Black Pete looked to Lucius, to anyone, for help, but all he got in return was cowering and helpless stares. God hath no fury like a genderqueer scorned, or whatever the quote is.
“Do you genuinely think I woke up one morning and said, ‘Hey, Oluwande. Let’s make our captain get some desperately needed dick.’? You think I’m doing this out of joy? I’m doing this out of necessity, gringo, and you’re either in with the plan or you’re out of my fucking sight and in the ocean.”
Oluwande, who had done all he could with the hand, simply nodded along to the rant in encouragement, knowing that he would die if he had stopped Jim. And, honestly, it’s not like they were wrong. Out of line, maybe, but the last thing they cared about was a theoretical line.

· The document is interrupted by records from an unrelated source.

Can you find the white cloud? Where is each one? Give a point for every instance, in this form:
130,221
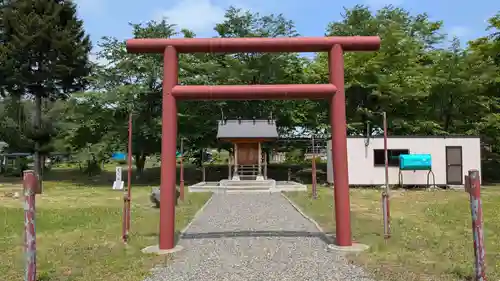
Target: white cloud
196,15
94,58
459,31
90,6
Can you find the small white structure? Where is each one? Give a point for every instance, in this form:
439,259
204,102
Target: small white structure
452,157
118,183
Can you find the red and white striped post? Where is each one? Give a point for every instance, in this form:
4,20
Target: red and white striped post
31,188
473,187
313,174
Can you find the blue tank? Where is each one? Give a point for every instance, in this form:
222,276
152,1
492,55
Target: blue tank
415,162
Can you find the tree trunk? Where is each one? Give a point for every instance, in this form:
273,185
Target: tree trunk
37,126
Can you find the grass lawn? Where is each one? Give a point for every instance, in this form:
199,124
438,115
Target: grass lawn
431,232
79,232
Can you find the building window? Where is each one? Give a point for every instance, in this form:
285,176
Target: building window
393,155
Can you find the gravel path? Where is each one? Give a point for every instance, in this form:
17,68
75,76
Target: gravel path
257,237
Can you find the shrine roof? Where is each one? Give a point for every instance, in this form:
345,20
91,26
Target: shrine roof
236,129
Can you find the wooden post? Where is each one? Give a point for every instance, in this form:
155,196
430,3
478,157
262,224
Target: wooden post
235,160
203,173
181,175
31,188
313,173
473,187
265,165
260,160
229,168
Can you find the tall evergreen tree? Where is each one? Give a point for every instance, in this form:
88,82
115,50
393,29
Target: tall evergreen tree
45,56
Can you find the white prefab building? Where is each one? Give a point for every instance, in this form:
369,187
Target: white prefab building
452,157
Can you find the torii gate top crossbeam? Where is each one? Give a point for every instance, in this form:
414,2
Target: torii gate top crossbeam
236,45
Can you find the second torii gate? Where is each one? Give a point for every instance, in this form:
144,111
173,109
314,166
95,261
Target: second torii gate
333,91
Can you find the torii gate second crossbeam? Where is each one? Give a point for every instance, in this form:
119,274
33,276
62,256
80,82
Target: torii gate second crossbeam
333,91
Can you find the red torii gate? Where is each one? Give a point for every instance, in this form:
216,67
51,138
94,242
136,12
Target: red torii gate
334,91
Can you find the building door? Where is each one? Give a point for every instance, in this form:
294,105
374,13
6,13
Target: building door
248,153
454,173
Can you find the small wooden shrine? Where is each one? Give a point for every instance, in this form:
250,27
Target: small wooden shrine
247,137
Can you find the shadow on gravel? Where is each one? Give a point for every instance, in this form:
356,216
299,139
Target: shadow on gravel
233,234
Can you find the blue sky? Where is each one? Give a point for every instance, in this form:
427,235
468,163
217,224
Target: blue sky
462,18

Black Pete had nodded along too, not out of encouragement, but out of fear, and proceeded to clamp his mouth shut, a gesture that Jim accepted with a softened, but nonetheless there, glare.
Frenchie piped up as the tension began to dissipate. “So..eh..what exactly is the plan?”

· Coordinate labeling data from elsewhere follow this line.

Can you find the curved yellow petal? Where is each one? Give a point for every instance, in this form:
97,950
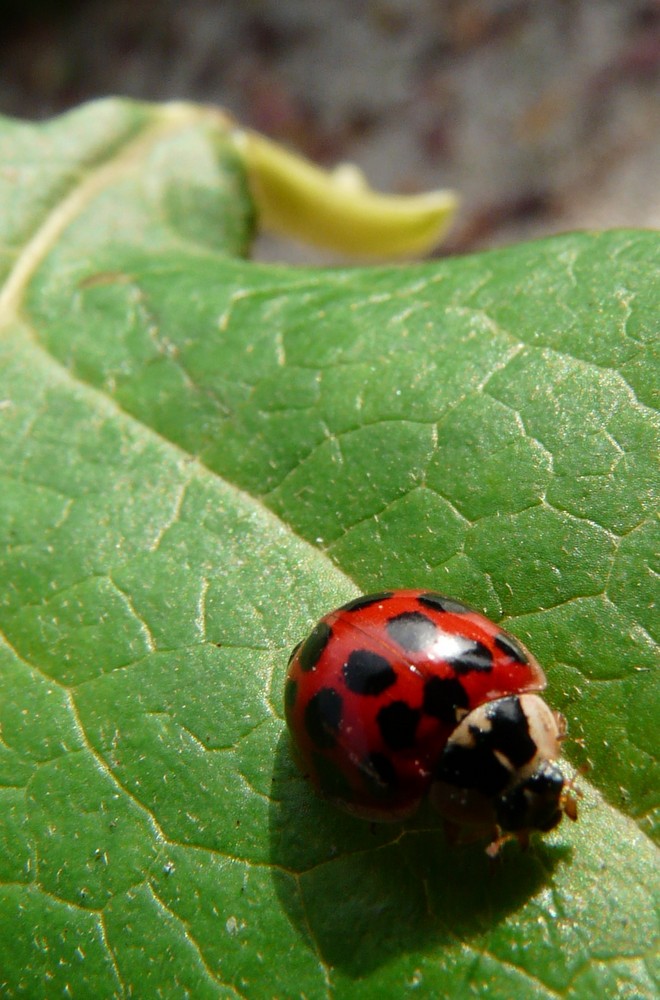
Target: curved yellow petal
338,210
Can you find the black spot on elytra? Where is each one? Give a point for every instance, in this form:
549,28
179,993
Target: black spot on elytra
366,601
413,631
470,655
509,645
509,731
475,767
441,603
442,696
323,716
379,772
290,694
368,673
398,725
312,648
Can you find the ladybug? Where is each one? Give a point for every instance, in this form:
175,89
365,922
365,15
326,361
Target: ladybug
405,693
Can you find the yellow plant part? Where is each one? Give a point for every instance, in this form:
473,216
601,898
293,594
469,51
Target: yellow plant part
337,209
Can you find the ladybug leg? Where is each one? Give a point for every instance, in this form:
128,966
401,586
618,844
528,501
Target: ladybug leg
494,848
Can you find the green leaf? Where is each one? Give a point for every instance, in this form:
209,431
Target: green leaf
200,456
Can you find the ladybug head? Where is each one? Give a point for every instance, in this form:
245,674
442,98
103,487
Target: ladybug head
535,803
499,769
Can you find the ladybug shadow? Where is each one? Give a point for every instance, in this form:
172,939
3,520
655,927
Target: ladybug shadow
359,893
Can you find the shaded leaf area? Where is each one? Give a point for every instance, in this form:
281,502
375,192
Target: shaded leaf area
481,425
199,457
150,806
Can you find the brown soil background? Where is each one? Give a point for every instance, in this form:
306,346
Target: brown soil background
543,116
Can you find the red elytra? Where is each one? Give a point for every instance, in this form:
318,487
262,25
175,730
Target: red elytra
376,690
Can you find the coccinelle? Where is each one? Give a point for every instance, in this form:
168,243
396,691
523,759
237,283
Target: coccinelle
405,693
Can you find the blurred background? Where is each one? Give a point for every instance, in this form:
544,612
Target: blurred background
543,116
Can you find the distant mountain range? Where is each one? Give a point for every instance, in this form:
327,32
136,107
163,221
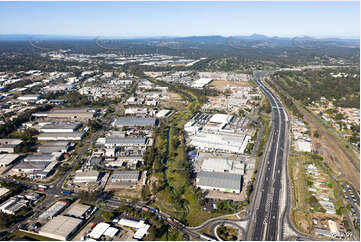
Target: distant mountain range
208,38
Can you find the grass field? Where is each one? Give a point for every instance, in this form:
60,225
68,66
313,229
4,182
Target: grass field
223,85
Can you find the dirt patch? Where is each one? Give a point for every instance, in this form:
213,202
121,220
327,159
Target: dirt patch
302,221
223,85
348,167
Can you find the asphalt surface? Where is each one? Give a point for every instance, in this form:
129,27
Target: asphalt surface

“So glad you asked.” It was now Oluwande’s time to do the talking, a warm welcome of a change from Jim. “What we need to do is just get them to confess to each other. Could be anything. Lock them in a room, hostage them, blackmail them, bribe them. Anything. But if they just realize what the other feels for him, they’ll get together and we rid the ship of inefficiency — something Jim defines as ‘long yearning looks’ and ‘meaningless laughter’.”
Oluwande took the following silence as a sign to keep talking. “Buttons is up on deck distracting Stede, and I’m sure Izzy is doing something with Blackbeard, so we should have time to discuss the game plan without being torn away from the endless duties of a pirate's life.” He took a step back, smiled, and shook his hands in a gesture that would be known years after as ‘jazz hands’. Jim shot some ash at him — it was planned that the ash would be sprinkled above Oluwande’s head as the dramatic finisher, but sure, a grey and powdery splotch on his face was fine too.

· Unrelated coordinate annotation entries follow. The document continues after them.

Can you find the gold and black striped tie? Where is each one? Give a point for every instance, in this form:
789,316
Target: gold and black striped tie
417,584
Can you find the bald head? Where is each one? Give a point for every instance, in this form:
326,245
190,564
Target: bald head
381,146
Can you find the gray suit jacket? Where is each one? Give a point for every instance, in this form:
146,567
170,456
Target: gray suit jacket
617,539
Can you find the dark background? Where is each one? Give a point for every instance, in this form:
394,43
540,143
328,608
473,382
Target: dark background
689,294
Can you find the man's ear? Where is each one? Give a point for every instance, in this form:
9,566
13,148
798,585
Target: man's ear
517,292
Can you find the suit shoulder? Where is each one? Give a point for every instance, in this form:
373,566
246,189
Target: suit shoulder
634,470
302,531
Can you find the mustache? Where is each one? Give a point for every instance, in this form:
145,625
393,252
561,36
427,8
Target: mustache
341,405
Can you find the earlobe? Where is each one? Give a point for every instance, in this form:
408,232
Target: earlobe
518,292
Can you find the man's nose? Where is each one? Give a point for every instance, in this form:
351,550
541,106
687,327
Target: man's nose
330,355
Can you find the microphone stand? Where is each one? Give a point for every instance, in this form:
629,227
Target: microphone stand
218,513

A pair of tell-tale boots stomped against the floorboards behind him, and Oluwande knew then that the silence was not, in fact, an attentive crew, but a signal of bashful fear.
Bashful fear that hit Oluwande like a cannonball and Jim like an ant running at high ant velocities: it didn’t hurt, but Jim was acutely aware of it.
“Wonderful presentation.” Blackbeard got closer to Oluwande and Jim and clapped them on their shoulders. “Surely could’ve been done with a bit more pizzazz, but I understand you were working on short notice.”
As Blackbeard walked through Oluwande and Jim and towards the table, Lucius attempted to slouch and slip himself under, but Wee John grabbed him by the crook of his arm, a firm believer in the ‘all or nothing’ school of thought.
Blackbeard hummed and laughed a little to himself as he scanned the drawings. “I didn’t realize how quiet we were about it. Neither of us are exactly known for how secretive we are.”
“About…what.” Jim feared they knew the answer to this already, speaking slowly, carefully.
He shrugged. “Us.”
This incited a number of reactions. A sigh from Jim, a nod that said ‘I guess that makes sense’ from Oluwande, horrified gasps from Wee John and Black Pete, various eyebrow scrunches, and most notably, a silver exchange from Frenchie to Roach, the latter with a disgruntled frown. Roach, louder than he thought he was, examined the silver with a pointed remark of, “I told you, Blackbeard would never groan of a ‘stomachache’.”
“I thought he ate some bad fish! It happens to everyone! The fish don’t get cooked properly and they steal your soul! It happens to everybody, Roach!”